A 16ª edição da Bienal de Curitiba traz mais de 300 artistas de 38 países ao Museu Oscar Niemeyer, além de teatro, dança e cinema na programação cultural de junho

A 16ª edição da Bienal Internacional de Curitiba reúne mais de 300 artistas de cinco continentes em exposições, performances e ações urbanas até novembro.
A Bienal Internacional de Curitiba, em sua 16ª edição, retorna aos espaços culturais paranaenses com foco na apresentação de perspectivas artísticas globais, agregando mais de 300 criadores provenientes de 38 nações distribuídas entre os cinco continentes. A mostra se estende até 15 de novembro, ocupando o Museu Oscar Niemeyer como epicentro expositivo e expandindo-se para outras localidades da capital.
Exposições e instalações no centro das atenções
O Museu Oscar Niemeyer funciona como espaço principal da Bienal, relação que marca toda sua trajetória institucional. A exposição Poéticas da Memória e da Matéria, sob curadoria de Tereza de Arruda, configura-se como grande atração desta edição. O trabalho apresenta criações da artista Chiharu Shiota, figura consolidada no circuito de arte contemporânea mundial, explorando diálogos entre memória e materialidade em instalações que provocam reflexão sensorial.
A estrutura da programação contempla, além de exposições tradicionais, instalações imersivas, performances ao vivo e ações que ocupam espaços urbanos de forma intencional. Esta diversidade de formatos amplia o acesso do público a diferentes modos de experiência estética.
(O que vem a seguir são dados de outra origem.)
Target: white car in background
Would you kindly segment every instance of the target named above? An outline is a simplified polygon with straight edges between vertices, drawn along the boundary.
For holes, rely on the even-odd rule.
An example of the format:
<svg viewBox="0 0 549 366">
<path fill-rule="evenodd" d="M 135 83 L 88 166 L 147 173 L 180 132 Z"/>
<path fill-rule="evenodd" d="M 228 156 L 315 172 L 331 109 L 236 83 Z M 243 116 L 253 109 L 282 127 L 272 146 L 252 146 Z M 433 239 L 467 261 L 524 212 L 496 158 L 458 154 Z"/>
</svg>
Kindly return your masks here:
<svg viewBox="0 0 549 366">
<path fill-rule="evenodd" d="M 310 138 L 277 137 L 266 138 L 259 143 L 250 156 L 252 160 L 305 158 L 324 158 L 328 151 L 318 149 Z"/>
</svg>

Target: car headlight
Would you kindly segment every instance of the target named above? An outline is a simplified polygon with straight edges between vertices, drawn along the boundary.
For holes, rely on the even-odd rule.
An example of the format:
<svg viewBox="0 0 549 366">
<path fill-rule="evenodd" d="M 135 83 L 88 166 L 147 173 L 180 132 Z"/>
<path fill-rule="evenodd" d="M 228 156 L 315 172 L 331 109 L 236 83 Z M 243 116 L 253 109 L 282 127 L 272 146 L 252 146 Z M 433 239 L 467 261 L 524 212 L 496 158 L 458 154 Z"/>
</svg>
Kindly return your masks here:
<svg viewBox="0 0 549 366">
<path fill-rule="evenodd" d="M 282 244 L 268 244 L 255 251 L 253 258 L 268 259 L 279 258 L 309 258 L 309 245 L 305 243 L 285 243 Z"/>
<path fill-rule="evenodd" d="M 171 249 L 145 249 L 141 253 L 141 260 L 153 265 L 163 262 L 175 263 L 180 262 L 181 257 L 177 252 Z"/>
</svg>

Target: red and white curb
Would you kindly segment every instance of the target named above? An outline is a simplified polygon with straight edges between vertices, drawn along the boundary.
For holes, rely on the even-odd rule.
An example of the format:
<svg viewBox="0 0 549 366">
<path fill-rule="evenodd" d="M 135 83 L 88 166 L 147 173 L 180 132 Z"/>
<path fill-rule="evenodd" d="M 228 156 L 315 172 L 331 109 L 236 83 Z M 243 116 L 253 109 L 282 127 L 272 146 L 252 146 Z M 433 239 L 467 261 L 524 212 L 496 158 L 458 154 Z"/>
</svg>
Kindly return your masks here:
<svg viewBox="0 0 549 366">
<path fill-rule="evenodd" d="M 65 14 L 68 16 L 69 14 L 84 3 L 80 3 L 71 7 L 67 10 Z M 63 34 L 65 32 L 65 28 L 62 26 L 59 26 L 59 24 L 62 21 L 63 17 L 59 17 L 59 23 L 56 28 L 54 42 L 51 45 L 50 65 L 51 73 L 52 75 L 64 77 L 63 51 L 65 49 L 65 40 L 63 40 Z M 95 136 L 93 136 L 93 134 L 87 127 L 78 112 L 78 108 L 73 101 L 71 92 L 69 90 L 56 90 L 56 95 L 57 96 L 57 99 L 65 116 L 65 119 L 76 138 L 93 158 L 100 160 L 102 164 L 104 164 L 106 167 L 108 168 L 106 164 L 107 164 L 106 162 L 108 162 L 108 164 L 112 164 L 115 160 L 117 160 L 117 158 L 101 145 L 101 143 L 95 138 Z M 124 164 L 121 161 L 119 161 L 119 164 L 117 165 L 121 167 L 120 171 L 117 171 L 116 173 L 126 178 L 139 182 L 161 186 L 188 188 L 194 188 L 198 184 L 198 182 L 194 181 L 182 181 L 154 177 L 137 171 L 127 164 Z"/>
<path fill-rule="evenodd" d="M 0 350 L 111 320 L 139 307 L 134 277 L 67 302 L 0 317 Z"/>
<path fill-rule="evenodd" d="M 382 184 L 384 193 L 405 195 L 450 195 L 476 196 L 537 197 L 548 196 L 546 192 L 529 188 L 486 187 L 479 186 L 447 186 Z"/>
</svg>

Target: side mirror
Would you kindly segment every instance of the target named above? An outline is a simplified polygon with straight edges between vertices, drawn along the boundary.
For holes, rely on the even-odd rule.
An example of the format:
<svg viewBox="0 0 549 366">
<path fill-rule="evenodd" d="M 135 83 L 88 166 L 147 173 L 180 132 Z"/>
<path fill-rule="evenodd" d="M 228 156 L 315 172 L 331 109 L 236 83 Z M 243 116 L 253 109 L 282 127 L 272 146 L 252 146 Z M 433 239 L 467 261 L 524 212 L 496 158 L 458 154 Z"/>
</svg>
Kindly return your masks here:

Artes cênicas movimentam agenda teatral
O Teatro Guaíra consolida sua programação com o retorno de GiselleS, interpretação contemporânea do balé clássico mais celebrado da história da dança. O Balé Teatro Guaíra encerra sua temporada desta produção com apresentações que incluem recursos de acessibilidade. Os últimos espetáculos ocorrem nos dias 19 e 20 de junho, ambos às 20h30, e no dia 21 às 18h. A sessão do sábado oferecerá interpretação em Libras e audiodescrição para públicos surdos e com deficiência visual.
O espetáculo O Céu da Língua, criação de Gregório Duvivier, volta ao cartaz do Guairão após temporadas anteriores que registraram ocupação plena. Quatro apresentações estão agendadas para os dias 22 e 23 de junho, com sessões às 19h e às 21h30.
Diálogos com criadores e profissionais da cultura
Gregrório Duvivier marca presença no Auditório Paul Garfunkel da Biblioteca Pública do Paraná na terça-feira, 23 de junho, às 11h, para conversa com Luiz Felipe Leprevost, diretor da instituição. O encontro propõe reflexão sobre intersecções entre poesia e realidade contemporânea, sob o título O que a poesia tem a ver com tudo isso?
O Museu da Imagem e do Som do Paraná aproveita a data do Dia do Cinema Brasileiro (19 de junho) para mediar discussão sobre panorama histórico, obstáculos enfrentados e avanços conquistados pela cinematografia nacional. O diretor e roteirista Pedro Guindani conduzirá a conversa, trazendo perspectiva profissional sobre o setor.
Confira a programação completa
Centro Cultural Teatro Guaíra — Auditório Bento Munhoz da Rocha Neto (Guairão)
GiselleS: sexta-feira (19) às 20h30
GiselleS: sábado (20) às 20h30 — com Libras e audiodescrição
GiselleS: domingo (21) às 18h
Ingressos: R$ 20 (inteira) e R$ 10 (meia-entrada) via DiskIngressos e bilheteria do Teatro Guaíra
O Céu da Língua: 22 e 23 de junho às 19h
O Céu da Língua: 22 e 23 de junho às 21h30 (sessões extras)
Ingressos: a partir de R$ 60,00 (meia-entrada) via DiskIngressos e bilheteria
Biblioteca Pública do Paraná — Auditório Paul Garfunkel
Conversa com Gregório Duvivier: terça-feira (23) às 11h
Tema: O que a poesia tem a ver com tudo isso?
Participação de Luiz Felipe Leprevost, diretor da BPP
Museu da Imagem e do Som do Paraná
Fala sobre cinema brasileiro: em comemoração ao Dia do Cinema Brasileiro (19 de junho)
Abordagem de perspectiva histórica, desafios e conquistas
- Condução: Pedro Guindani, diretor e roteirista
A sobreposição dessas iniciativas reafirma Curitiba como centro de produção e circulação cultural, onde expressões artísticas de naturezas distintas coexistem em calendário denso e acessível à população.